Councillors suspicious of Stelco land decision
City rejected tax break, MPAC slashed value
City officials say they were asked for a tax break on vacant Stelco lands just months before Ontario’s independent land assessor controversially slashed the land’s tax value.
That news prompted some local politicians to decry the timing of the property reassessment as suspicious — while provincial Opposition leader Andrea Horwath called Wednesday for an investigation into the “sketchy” decision.
The Municipal Property Assessment Corp. recently revalued 375 acres of vacant Stelco land from $108,000 to $100 an acre — leaving the city short $2 million in expected tax revenue and homeowners facing a 2018 tax hike.
MPAC and the province say the drop in value was due to updated pollution information gleaned during the Stelco sale process and a recent inspection of the vacant property, which is now owned by a still-forming land trust, LandCo.
That body was created as part of a court-supervised agreement brokered by the provincial Liberal government with Stelco’s new owner, Bedrock, with the aim of selling vacant land to help fund the company’s pension obligations.
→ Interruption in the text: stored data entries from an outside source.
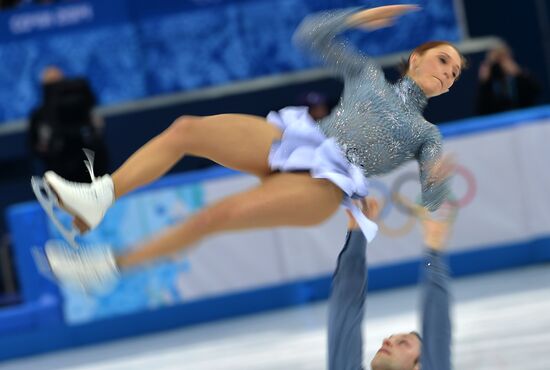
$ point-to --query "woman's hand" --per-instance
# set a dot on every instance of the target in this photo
(383, 16)
(437, 226)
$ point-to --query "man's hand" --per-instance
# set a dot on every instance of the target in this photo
(371, 209)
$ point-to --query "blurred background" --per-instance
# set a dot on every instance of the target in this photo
(109, 75)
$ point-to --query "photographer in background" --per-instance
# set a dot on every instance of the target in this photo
(503, 84)
(64, 124)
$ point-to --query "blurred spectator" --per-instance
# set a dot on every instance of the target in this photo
(64, 124)
(317, 103)
(503, 84)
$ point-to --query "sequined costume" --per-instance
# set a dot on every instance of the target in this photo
(378, 125)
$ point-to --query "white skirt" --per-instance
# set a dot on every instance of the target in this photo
(303, 147)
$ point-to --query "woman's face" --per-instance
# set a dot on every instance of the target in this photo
(435, 70)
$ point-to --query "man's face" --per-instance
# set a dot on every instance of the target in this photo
(398, 352)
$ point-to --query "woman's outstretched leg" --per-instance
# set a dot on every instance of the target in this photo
(236, 141)
(286, 199)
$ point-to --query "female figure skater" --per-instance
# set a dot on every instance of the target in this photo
(307, 169)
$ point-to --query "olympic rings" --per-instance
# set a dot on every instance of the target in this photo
(392, 195)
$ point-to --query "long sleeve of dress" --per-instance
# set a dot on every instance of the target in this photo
(433, 193)
(317, 35)
(346, 305)
(436, 322)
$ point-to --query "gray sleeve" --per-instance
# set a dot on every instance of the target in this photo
(436, 322)
(433, 194)
(317, 35)
(346, 305)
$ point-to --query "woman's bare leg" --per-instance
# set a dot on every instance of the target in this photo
(236, 141)
(286, 199)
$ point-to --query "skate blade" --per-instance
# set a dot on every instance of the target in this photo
(48, 201)
(42, 264)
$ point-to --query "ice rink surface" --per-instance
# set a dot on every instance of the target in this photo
(501, 321)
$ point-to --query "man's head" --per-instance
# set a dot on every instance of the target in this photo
(398, 352)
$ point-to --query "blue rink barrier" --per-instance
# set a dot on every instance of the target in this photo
(37, 325)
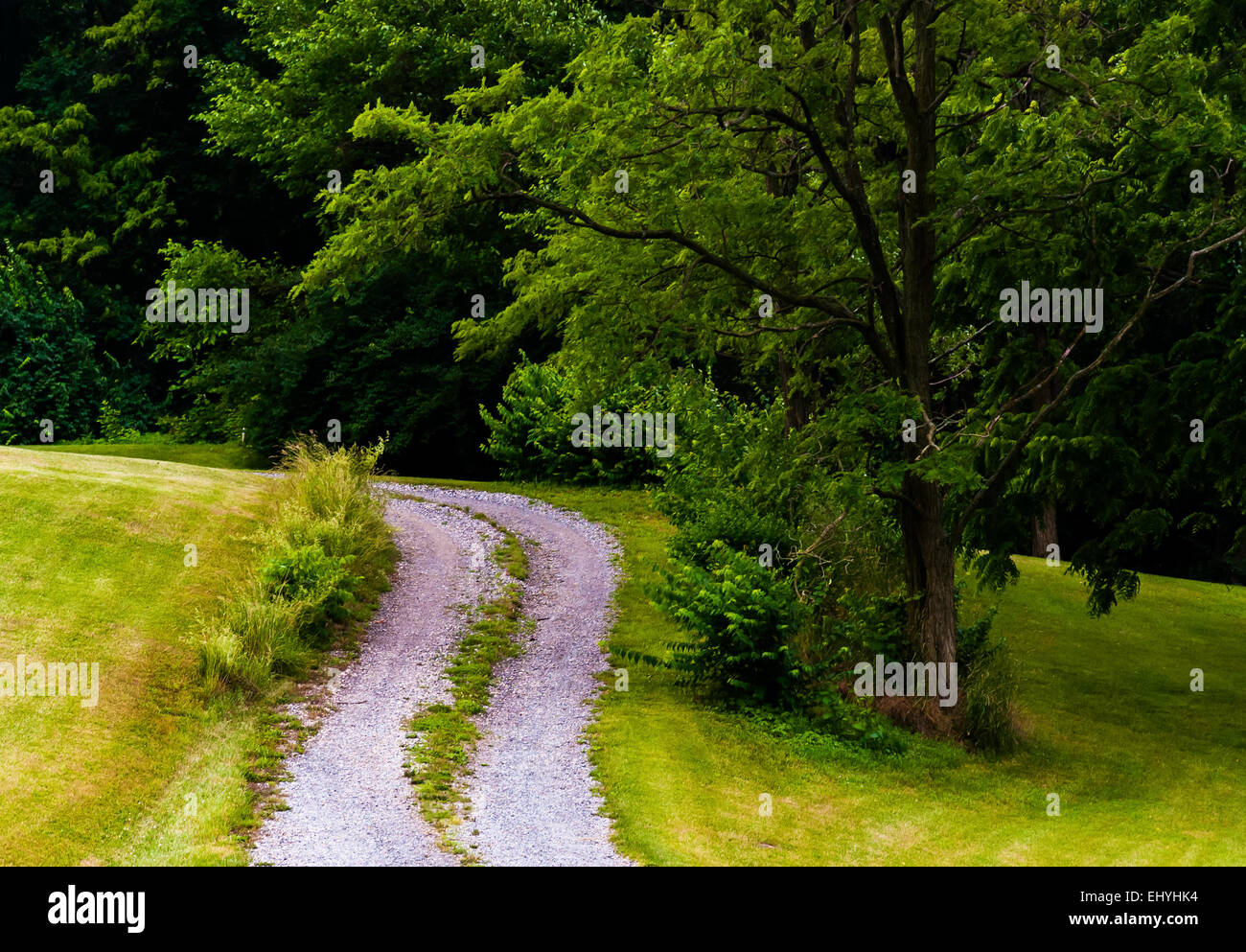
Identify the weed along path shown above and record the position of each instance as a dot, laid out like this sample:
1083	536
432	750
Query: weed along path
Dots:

City finance head Mike Zegarac confirmed Wednesday “property tax relief was raised” at meetings between “LandCo agents” and municipal officials before the court-supervised sale was completed earlier this year.
Councillors Chad Collins and Sam Merulla reported being told by city staffers the issue was raised by LandCo at least twice in the last year.
They said the land trust’s agents were told the tax relief proposals were either unaffordable or outside city jurisdiction.
(The city cannot change the assessed value of a property. It can, however,
take measures like writing off unpaid tax bills, as it did in 2004 for the new owners of Slater Steel.)
Collins said he understood the floated tax relief “mirrored” the $2million tax impact of MPAC’s recent property reassessment. “I think it is more than a coincidence,” he said. “It certainly makes me question the neutrality of the assessment process.” Merulla also called the timing of the reassessment “suspicious” and “insulting.”
Mayor Fred Eisenberger said he believes the prospect of Hamilton “taking a tax haircut” on the vacant properties came up in informal discussions about the complicated Stelco sale, but added “that conversation didn’t have legs.”
“My concern is that an independent agency made an assessment that doesn’t make any sense whatsoever,” he said. Eisenberger pointed out the land was “just as polluted” the last time MPAC assessed the land — yet the value in 2016 was still set at $108,000 an acre. Bedrock has also committed up to $80 million to clean up to the vacant lands, he noted.
Horwath, who represents Hamilton Centre, called on the Liberal government to “scrap” the “fishy” MPAC decision and ask an independent out-of-province body for a redo.
Spokesperson Cathy Ranieri-Sweenie said MPAC started a review of the vacant Stelco lands in response to a formal appeal filed by the steelmaker for the 2017 taxation year. She also suggested the re-evaluation should not have been a surprise to the city because MPAC met on 10 occasions with “all parties to the process” in 2017, including a joint site visit in March. That visit showed derelict buildings, heaps of slag and coke on the vacant land. LandCo also provided MPAC with updated maps showing areas with environmental problems.
Ranieri-Sweenie said the new valuation was based on the environmental condition of the vacant lands as well as U.S. Steel Canada’s earlier failed efforts to attract a buyer. (The value of land hosting operating Stelco facilities has not changed.) She added MPAC shared the proposed new land value with the city in May and asked for feedback.
Ministry of Finance spokesperson Jessica Martin also responded to the political outcry by reiterating MPAC makes its valuations independently of the provincial government. “To suggest otherwise is simply irresponsible,” she said.
Local Liberal MPP Ted McMeekin said provincial, Stelco, LandCo and city officials have met many times to discuss financial and development implications of the impending land sales. He doesn’t see anything wrong with that. He dismissed the suggestion the province would try to “direct” or improperly influence an independent MPAC assessment. “There’s no skullduggery here,” McMeekin said. “It’s an independent body that made an independent decision.”
The city is seeking to speak to the head of MPAC about the decision and is contemplating a formal appeal.